ULNAR NERVE
INJURIES can be severely debilitating and result in weakness of wrist flexion, loss of hand intrinsic function, and ulnar-sided hand
anesthesia. When these
injuries produce a Sunderland fourth- or fifth-degree
injury, surgical intervention is necessary for functional recovery. Traditional methods for restoring hand intrinsic function after
ulnar nerve palsy include interposition nerve grafting for timely presentations or
tendon transfers for either complex
injuries or late presentations. Distal median to ulnar nerve transfer to restore ulnar intrinsic nerve muscle function was first performed in 1991. We continue to find it advantageous for recovery of ulnar intrinsic function in patients with proximal ulnar nerve
injuries by significantly reducing
denervation time and directing motor fibers into this critical motor distribution. Several case reports have been published discussing the concept behind this approach, but none have outlined the specific steps involved in this operation.
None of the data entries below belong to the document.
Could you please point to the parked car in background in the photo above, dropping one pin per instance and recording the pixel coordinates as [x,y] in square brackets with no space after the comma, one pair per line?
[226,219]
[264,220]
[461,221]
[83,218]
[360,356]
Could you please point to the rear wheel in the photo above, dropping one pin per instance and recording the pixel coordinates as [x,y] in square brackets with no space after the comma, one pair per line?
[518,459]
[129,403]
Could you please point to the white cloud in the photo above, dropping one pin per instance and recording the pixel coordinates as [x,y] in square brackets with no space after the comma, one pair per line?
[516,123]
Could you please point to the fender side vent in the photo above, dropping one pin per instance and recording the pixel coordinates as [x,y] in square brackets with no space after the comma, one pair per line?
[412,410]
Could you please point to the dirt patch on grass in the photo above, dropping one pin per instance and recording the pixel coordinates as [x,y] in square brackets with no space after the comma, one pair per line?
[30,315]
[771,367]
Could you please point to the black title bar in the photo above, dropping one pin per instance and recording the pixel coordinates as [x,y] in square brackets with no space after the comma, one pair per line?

As such, this article discusses our operative methodology behind the distal median to ulnar
neurotization, which includes a Guyon canal release, identification of donor median and recipient ulnar nerve fascicular anatomy within the forearm, and an operative tutorial on proper technique for
neurotization to restore both ulnar motor and sensory function. We present the technical nuances of the following
nerve transfers to restore ulnar nerve function within the hand: anterior interosseous nerve to deep motor branch of ulnar nerve, third webspace sensory contribution of median nerve to volar sensory component of ulnar nerve, and end-to-side reinnervation of ulnar dorsal cutaneous to the remaining median sensory trunk.